A Whirlwind of a Quarter
1Q 2021
It’s fair to say a lot happened in the first quarter of 2021. We began the quarter with a contested election, and then the inauguration of a new administration. The investing lexicon expanded as we experienced our first (but likely not the last) “meme stock craze”. By the end of the quarter, 97.6 million people (according to Our World in Data; nearly 29% of the US population) had received at least one dose of a COVID-19 vaccine – all within about 100 days after the first shot was administered. Many states began opening up and lifting lockdown restrictions, Bitcoin doubled in value, and we blew out candles on the one-year anniversary of the sharpest/shortest bear market in the stock market’s history. And we’d be remiss not to mention the passing of a $1.9 trillion fiscal stimulus package. That covers most of the highlights.

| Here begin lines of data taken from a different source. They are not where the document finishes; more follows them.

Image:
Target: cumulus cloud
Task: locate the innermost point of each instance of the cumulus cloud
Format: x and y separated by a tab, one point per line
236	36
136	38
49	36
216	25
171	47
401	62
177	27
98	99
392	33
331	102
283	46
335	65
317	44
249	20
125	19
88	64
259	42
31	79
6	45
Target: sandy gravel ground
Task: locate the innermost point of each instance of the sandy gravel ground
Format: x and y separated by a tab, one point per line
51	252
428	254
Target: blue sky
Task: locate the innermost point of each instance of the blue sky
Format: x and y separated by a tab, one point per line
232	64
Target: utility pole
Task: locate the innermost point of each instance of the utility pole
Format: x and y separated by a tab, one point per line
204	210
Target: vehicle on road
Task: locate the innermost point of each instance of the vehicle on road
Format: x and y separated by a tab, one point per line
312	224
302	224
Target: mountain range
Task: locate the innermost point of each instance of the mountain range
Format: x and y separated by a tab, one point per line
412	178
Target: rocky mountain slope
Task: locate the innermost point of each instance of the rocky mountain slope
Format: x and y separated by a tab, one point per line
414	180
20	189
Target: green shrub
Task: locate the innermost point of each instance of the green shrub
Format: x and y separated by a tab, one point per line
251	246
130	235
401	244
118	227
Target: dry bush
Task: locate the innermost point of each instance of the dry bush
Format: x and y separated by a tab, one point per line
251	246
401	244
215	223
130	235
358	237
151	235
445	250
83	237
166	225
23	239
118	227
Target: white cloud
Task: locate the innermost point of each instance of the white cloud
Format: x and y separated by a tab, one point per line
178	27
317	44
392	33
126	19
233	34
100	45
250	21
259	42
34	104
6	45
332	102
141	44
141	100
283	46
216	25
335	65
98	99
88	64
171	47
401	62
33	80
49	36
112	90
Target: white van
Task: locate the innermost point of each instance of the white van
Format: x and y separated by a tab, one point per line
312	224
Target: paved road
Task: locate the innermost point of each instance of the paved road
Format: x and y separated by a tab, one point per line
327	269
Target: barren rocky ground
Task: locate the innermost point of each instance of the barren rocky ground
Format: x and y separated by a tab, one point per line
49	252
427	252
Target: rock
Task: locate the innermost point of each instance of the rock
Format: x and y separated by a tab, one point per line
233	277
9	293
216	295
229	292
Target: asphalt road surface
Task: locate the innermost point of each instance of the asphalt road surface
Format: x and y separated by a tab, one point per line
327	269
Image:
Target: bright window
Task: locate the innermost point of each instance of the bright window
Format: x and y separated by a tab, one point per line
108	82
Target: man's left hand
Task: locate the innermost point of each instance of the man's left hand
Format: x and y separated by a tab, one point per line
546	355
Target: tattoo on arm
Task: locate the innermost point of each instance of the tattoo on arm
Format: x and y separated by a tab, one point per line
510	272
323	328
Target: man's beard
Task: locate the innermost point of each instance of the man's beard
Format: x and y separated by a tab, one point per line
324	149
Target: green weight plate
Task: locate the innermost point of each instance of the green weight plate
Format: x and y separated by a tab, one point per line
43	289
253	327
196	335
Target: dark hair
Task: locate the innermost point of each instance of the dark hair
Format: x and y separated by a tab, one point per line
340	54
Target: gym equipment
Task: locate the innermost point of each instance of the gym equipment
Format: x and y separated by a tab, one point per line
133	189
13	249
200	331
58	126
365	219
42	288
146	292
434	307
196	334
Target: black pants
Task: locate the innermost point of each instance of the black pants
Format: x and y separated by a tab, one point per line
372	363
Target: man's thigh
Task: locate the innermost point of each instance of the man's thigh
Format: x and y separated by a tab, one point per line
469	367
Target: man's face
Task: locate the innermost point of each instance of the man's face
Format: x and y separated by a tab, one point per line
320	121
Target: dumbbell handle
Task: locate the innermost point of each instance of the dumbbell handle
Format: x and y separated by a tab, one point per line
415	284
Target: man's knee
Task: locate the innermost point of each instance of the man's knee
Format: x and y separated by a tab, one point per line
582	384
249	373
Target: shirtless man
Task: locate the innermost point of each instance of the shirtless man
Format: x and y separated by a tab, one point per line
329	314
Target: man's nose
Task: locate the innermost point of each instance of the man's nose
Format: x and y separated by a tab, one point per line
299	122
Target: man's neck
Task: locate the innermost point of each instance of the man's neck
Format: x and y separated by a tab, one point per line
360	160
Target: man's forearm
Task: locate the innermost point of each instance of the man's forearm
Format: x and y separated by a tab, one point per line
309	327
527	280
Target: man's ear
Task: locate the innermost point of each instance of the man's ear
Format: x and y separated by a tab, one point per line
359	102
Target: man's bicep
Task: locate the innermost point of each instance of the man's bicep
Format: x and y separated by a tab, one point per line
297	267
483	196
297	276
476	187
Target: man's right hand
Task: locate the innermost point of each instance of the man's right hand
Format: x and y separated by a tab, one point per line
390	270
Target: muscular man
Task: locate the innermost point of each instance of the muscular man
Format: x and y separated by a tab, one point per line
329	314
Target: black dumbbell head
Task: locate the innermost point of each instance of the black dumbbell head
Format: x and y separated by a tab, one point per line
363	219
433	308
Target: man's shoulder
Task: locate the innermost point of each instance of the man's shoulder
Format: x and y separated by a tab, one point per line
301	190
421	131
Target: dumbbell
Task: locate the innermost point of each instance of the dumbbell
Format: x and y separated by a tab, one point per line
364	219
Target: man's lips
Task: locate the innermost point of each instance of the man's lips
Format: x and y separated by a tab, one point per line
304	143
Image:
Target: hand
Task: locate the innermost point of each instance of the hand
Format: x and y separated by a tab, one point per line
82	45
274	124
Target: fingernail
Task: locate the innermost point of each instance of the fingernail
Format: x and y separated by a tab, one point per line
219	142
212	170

But beyond all those headlines, many important narratives continued to unfold. The US unemployment rate, which had been as high as 14.8% in April of last year, continued to improve, falling from 6.7% in December to 6.0% in March. While that sounds low, we remain encouraged by the fact there is still plenty of room for improvement to get back to the pre-pandemic low of 3.5%. Interest rates continued to rise with the 10-year Treasury more than tripling from its low of 0.52% in August of last year to 1.74% as of March 31st. Many economists and market strategists attribute this move to a higher anticipated growth rate in the economy as vaccinations trend higher and more states begin to loosen restrictions, though some suggest the rise in rates are due to rising inflation.
On the topic of inflation, while some are sounding warning bells, others argue that what we are seeing now is temporary and there are plenty of structural forces in place (e.g. technology, demographics, global supply chains) that will continue to keep a relative lid on inflation. For context, we would note that we are not talking about runaway inflation here – the March 2021 Core Consumer Price Index figure (aka Core CPI, which excludes notoriously volatile data like food and energy which can make interpretation of short-term data “noisy”) was +1.7% year-over-year – far from the double-digit levels of the 1970s and early 1980s. Furthermore, we would note the March reading is pushed higher by what is called an “easy comp” – meaning the March 2021 year-over-year reading is being compared to year-ago data that was falling rather quickly. This “smaller base effect” (i.e. denominator) naturally pushes today’s relative reading higher. Because this easy comp effect only gets more pronounced into the months of April, May and June (when Core CPI bottomed), we expect to hear talk of inflation well into the summer.
Amid the backdrop of an improving response to the pandemic, global stocks had a great quarter. US large cap stocks (represented by the S&P 500 Index) were +6.2% including dividends, while smaller US companies performed twice as well – mid cap stocks (S&P Midcap 400) were +13.5% and small cap stocks (Russell 2000) were +12.7%. We continued to see value stocks outperform growth stocks for the second quarter in a row. Among large cap companies, value stocks (Russell 1000 Value) were +11.3% during the quarter, while growth stocks (Russell 1000 Growth) were +0.9%. International large cap stocks (MSCI EAFE) were +3.5%, while small cap stocks (MSCI EAFE Small Cap) were +4.5% and emerging market stocks (MSCI Emerging Markets) were +2.3%. Global real estate was +6.2% for the quarter. The rise in interest rates hurt intermediate and longer-term bonds (because bond prices move inversely to interest rates), causing the Bloomberg Barclays US Aggregate Bond Index to end the quarter -3.4%.
While we are grateful for the returns that the market has given investors over the past quarter (and especially over the last 12 months), we acknowledge investors’ concerns about a market at all-time highs amid a tentative and evolving economic landscape. We encourage investors to remain diversified and note that the evidence shows that disciplined long-term investors are rewarded more than those who attempt to time the markets. Market pullbacks are inevitable, but by augmenting discipline with rebalancing and tax loss harvesting (where appropriate), investors are able to improve their outcomes over time.